しばらくは紆余曲折の過程があるにしても、いずれは必ず終焉の時を迎えるに
違いない。こうした過程を促進するという点でも、新たな政体の誕生は近代の終
わりの始まりを意味するものとなる。
 さらに、近代がもたらしてきた数々の負の遺産との関係でも、新たな政体の誕
生は歴史的な意味を持つものである。ここで、負の遺産というのは、近代が始ま
って以降に発生した、無数の戦争と人種差別、民族差別、労働者・失業者の極端
な貧困や第3世界の飢餓のことである。差別との関係では、市民を殺傷する無差
別テロも負の遺産のリストに加えるべきだろう。「連帯の政治」を目ざす新たな
政体の誕生は、これらとの訣別、完全な消滅を目ざすという面でも近代の終わり
の始まりを画するものとなる。
 もちろん、いずれの課題も一朝一夕に実現できるものではない。しかし、上記
のような変化は時代の要請でもあると思うので、世界中で起きていく可能性が
ある。そうした潮流と手を結びながら取り組み続ければ、やがて実現の道が開け
てくると思う。新しい政体の下で実現する公共性の政治が、そうしたよりよき社
会とよりよき世界に向かって人々が不断の歩みを続けていくことを可能にする
はずである。
 なお、資本主義の終焉という論点に戻って言えば、私は、よりよき社会・経済
とよりよき世界を求めるという視点から、ある種の社会主義への移行が望まし
いと考えている。現時点では、それがどのような形態・構造のものであるべきか
についての具体的な結論は持ち得ていないのであるが、ただ一つ確信している
ことがある。それは、新たな社会主義は、確立された民主主義政体と民衆自治の
理念を備えたものにすべきだということである。そのためには、資本主義の終焉
に先立って連帯民主主義の政体を確立しておくことが大きなプラスになると思
う。

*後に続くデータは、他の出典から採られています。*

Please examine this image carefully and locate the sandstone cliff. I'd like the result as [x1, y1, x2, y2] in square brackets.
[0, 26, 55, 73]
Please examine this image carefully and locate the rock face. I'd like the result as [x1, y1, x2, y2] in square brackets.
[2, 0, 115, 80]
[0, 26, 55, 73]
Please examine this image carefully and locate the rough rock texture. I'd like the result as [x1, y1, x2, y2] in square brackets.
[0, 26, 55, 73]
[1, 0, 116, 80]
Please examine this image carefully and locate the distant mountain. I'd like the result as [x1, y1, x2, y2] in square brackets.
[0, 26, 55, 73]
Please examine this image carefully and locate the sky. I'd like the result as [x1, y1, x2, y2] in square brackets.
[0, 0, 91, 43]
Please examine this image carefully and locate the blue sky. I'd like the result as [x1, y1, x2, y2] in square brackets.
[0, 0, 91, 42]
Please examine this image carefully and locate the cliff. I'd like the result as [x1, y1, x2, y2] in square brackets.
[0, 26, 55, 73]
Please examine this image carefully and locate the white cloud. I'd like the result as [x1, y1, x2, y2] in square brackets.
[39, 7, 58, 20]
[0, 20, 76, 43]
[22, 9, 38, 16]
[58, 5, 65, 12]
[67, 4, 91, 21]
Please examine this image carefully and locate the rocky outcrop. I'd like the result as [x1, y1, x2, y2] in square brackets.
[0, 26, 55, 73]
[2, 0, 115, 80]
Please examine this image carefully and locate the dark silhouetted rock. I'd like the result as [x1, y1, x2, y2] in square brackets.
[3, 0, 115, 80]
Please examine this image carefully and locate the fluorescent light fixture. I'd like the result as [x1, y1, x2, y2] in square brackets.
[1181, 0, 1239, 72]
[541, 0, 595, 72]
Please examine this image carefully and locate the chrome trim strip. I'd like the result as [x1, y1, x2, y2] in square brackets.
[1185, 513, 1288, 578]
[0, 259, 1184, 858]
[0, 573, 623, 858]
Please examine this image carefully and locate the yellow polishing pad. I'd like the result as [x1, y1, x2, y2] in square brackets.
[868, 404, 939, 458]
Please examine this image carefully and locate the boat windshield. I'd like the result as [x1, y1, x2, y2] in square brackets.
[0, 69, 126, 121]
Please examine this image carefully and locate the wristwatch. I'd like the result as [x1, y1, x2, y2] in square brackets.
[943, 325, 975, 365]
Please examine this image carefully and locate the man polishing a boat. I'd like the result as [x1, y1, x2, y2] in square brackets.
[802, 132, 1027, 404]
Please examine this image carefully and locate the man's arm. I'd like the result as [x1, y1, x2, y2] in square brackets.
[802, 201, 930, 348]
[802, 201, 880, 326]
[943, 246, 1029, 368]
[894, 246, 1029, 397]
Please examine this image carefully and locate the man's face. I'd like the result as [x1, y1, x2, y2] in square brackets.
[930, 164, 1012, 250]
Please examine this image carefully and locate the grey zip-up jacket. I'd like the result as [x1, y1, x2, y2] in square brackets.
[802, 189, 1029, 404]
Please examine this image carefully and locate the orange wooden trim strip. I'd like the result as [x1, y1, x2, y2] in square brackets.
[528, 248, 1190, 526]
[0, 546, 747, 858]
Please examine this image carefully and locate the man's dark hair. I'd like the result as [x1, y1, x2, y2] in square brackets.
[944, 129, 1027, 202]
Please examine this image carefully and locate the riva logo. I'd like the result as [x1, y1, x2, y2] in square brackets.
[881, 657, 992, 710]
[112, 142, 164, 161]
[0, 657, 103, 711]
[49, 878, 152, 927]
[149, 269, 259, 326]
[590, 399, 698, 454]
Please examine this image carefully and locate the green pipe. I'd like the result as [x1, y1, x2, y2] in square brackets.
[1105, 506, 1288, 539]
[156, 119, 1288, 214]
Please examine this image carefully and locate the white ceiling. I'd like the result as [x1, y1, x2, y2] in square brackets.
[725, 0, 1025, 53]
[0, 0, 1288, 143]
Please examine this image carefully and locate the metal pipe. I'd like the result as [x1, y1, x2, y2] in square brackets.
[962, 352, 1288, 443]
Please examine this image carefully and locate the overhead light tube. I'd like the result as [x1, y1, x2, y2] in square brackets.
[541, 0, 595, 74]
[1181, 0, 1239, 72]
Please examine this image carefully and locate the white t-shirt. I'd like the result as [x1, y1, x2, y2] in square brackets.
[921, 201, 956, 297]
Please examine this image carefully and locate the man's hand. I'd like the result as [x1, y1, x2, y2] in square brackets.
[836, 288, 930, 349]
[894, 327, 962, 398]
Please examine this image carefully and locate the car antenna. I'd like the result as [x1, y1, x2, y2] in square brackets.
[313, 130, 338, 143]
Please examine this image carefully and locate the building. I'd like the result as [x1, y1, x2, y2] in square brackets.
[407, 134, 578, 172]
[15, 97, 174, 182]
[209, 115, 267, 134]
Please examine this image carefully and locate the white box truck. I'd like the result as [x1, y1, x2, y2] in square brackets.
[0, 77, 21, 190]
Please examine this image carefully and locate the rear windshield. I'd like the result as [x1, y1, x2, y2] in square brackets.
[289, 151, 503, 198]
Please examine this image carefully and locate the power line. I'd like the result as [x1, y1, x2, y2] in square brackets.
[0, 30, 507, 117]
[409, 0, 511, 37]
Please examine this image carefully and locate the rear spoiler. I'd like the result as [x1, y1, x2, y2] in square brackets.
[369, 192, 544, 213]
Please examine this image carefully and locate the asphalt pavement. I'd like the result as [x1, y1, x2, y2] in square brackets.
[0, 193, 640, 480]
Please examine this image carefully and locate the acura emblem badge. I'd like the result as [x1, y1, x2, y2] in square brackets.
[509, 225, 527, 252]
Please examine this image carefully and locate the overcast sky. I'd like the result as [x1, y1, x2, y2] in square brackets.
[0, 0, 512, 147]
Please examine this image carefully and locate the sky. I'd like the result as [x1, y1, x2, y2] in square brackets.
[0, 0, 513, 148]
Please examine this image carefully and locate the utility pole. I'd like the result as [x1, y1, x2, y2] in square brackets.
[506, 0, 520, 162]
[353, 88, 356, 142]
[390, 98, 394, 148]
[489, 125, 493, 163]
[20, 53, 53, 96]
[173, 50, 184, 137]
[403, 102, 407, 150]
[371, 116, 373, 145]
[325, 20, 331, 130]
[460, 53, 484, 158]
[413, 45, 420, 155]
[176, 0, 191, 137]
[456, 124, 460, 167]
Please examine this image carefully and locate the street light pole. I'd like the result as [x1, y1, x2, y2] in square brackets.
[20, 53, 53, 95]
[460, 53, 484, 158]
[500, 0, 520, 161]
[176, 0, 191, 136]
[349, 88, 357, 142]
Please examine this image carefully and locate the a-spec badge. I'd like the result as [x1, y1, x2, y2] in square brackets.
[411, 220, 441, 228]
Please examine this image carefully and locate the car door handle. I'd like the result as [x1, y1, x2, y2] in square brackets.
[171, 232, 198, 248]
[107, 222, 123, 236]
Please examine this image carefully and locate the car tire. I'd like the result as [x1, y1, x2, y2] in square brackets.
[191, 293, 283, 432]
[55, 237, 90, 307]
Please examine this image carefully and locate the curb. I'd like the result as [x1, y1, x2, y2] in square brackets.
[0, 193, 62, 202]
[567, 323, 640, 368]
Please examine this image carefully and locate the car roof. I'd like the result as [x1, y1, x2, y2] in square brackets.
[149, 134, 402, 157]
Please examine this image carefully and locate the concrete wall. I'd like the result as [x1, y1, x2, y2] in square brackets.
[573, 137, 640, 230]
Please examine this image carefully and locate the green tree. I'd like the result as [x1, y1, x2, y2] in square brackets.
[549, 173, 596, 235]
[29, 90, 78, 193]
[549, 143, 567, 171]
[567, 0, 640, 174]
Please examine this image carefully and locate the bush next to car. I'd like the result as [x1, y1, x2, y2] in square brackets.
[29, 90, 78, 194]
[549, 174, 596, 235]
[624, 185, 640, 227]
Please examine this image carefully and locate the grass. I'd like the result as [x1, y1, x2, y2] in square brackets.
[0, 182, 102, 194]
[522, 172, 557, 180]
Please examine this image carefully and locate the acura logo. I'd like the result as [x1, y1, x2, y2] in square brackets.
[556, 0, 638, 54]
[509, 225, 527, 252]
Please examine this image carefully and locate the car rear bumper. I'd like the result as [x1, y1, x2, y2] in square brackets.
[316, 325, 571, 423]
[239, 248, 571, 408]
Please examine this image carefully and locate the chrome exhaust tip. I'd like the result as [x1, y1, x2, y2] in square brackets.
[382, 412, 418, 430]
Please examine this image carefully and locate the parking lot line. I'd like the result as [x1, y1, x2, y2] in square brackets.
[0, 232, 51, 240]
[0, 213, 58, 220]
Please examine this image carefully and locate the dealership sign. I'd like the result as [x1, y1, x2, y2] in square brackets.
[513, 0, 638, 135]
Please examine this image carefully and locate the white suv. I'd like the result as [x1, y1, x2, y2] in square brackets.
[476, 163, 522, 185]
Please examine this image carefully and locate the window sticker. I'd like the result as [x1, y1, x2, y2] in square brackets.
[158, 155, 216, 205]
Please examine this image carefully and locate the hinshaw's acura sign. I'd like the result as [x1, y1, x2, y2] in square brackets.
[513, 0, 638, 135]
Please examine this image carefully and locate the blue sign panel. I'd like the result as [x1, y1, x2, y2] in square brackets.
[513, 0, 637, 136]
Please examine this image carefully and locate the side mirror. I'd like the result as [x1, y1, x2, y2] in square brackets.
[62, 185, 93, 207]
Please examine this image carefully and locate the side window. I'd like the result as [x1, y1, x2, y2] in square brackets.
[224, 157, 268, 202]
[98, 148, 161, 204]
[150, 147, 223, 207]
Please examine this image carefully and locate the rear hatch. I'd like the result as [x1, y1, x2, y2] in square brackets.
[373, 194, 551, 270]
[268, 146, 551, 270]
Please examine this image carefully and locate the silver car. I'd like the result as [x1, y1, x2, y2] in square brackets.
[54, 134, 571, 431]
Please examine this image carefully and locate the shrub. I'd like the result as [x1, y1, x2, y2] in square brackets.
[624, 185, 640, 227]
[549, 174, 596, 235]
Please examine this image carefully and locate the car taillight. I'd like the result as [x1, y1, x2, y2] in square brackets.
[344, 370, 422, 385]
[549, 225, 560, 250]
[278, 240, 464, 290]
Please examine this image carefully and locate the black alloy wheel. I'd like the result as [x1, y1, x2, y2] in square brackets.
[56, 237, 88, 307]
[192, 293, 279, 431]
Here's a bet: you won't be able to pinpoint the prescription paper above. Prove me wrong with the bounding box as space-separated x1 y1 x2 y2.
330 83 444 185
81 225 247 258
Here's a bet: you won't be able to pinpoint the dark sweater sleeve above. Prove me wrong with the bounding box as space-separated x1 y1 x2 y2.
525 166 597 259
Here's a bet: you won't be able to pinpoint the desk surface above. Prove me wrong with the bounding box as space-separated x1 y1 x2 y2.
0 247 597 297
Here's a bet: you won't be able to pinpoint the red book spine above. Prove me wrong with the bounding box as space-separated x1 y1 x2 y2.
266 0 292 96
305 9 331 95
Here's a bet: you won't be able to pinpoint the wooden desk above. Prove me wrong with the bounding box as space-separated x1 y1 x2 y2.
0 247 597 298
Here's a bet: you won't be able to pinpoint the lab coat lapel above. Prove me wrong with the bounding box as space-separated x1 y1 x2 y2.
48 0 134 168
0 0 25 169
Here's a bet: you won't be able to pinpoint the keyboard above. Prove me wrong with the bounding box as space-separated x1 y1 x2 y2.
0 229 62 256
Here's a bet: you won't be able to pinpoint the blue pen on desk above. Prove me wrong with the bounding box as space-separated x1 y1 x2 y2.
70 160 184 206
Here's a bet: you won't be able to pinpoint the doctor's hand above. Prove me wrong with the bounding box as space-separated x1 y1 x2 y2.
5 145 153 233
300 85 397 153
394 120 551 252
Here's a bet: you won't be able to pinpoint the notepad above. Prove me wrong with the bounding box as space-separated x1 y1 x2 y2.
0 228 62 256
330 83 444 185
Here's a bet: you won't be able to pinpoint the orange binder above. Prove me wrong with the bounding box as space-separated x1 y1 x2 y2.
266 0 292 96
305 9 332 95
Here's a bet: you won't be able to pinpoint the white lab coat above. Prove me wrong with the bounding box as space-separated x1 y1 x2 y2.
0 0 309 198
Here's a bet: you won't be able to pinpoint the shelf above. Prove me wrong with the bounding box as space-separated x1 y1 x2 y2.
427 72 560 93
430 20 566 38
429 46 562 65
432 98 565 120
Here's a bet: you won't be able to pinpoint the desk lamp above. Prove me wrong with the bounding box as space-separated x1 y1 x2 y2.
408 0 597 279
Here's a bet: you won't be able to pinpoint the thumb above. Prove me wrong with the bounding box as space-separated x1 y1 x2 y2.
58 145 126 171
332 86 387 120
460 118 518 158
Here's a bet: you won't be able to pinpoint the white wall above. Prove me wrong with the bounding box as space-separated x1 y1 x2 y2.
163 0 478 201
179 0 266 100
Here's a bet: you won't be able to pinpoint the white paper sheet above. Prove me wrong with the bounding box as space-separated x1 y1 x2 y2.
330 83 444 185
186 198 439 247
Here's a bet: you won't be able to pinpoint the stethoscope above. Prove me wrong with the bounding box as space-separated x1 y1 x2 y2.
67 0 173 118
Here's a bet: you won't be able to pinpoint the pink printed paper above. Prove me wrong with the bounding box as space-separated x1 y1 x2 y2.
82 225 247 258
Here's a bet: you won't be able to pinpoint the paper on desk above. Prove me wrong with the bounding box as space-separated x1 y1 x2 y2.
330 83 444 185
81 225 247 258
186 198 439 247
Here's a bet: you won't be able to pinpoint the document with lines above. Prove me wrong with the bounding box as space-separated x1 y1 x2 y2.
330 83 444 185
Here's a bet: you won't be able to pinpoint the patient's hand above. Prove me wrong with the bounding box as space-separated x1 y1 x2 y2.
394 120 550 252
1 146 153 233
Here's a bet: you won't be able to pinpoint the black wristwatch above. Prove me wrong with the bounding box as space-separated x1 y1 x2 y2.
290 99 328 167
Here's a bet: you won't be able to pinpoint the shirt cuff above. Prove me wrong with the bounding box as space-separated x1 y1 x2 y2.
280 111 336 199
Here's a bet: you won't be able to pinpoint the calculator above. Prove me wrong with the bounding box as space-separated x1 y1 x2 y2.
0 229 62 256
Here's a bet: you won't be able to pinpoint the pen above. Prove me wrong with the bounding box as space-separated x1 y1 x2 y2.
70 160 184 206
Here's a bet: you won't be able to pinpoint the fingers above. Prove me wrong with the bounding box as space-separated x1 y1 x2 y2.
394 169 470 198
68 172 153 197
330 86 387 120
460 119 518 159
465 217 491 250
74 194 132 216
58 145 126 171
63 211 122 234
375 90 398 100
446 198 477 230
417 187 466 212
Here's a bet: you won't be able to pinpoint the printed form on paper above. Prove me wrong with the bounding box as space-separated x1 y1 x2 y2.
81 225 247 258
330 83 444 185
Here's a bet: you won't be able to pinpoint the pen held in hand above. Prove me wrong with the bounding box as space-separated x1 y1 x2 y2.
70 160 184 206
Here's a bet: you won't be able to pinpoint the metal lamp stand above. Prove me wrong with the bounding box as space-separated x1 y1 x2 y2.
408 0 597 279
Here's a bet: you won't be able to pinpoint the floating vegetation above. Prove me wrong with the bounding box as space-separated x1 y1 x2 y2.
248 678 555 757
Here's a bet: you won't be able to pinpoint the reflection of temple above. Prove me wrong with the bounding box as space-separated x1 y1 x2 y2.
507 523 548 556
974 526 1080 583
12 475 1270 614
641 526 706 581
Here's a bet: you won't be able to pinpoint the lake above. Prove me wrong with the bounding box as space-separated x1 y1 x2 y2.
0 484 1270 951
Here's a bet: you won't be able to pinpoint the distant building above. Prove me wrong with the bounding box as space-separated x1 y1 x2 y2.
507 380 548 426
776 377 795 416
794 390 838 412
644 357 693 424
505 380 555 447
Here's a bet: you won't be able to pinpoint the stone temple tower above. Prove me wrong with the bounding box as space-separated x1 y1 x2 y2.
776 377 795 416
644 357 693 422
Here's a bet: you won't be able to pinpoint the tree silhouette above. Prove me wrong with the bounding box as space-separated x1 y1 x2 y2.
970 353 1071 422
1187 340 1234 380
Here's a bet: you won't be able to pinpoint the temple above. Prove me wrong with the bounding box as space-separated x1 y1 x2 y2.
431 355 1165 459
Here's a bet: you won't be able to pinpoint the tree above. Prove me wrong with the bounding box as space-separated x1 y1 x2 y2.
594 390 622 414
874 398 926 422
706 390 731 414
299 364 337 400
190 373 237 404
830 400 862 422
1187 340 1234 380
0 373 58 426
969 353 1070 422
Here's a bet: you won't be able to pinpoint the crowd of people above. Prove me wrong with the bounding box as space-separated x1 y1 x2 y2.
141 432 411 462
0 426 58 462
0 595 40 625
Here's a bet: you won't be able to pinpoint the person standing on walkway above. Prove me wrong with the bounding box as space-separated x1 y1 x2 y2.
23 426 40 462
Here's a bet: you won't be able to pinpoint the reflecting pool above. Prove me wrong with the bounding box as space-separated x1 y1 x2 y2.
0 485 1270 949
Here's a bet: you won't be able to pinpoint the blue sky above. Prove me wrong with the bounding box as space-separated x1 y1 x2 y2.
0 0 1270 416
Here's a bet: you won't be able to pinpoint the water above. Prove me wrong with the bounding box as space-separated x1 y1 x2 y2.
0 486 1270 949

その下で私たち市民が分権・自治の社会の民主的運営や、経済のコントロー
ルおよび差別なき社会の作り方について、実地の訓練を積み重ね、習熟すること
ができると思うからである。
 このような歴史的役割・意義を持つものとして、近い将来に「連帯民主主義」
の名に値する新たな民主政体が誕生して、衰退を加速しつつある自由民主主義
政体に取って代わる日が来ることを切実に待ち望んでいる。